Review: Braeyden Jae - Fog Mirror
Today is a suitable day to write about Fog Mirror. It’s midday and my mind is thoroughly clouded. I didn’t sleep well. I drank too much last night. I feel dislocated from the world outside; the edges of my vision into a cinematic dream sequence, with public chatter blurred into an incoherent drone. There’s a certain part of this record that acknowledges these moments of reality displacement. Jae takes several strands of melody and tangles them into a web of simultaneous sound, like the real world fighting with the imagery of seven daydreams all erupting at once. Every sentiment is crumpled by distortion and muffled by the surrounding activity, forming a mist of overlain objects and misdirected voices. Opening track “Vanishing Procession” is a fountain of choral drone and refracted electronic rays, flecked by thick crackles of vinyl run-out groove. The ambiguously titled “More Washed Feeler” drowns a sombre orchestral symphony in pools of dead air, smothered the sadness of mourning with the emotional void of death itself.
Strangely, there’s something about being lost in the haze of sound that starts to feel invigorating, like being smacked with a wall of waterfall vapour. The distortion is always crisp and cold, drenching the guitars in pools of gloss and shimmer. Perhaps this is the sensation of impurity passing through, rather than confusion flooding in?
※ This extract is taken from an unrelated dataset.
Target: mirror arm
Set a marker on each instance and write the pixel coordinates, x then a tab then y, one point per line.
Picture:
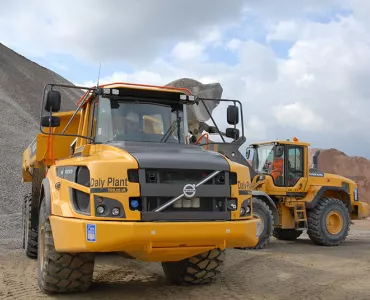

Despite the various contradictions in melody, the soundscape never turns dissonant or ugly – there’s a harmonic serenity underpinning even the most erratic passages, nullifying the cacophony of detail with the vague, omnipresent sentiment that all is ultimately well. “Two Mirrors Looking” is a violent sort of bliss, channelling happiness somewhere within the waves of fizzes and smears, embracing the chaos as a means of meditative disconnection from external reality. What started out as a smog of lethargy soon starts to feel spiritually wholesome and cleansing. As it transpires, sometimes it’s okay to feel overwhelmed.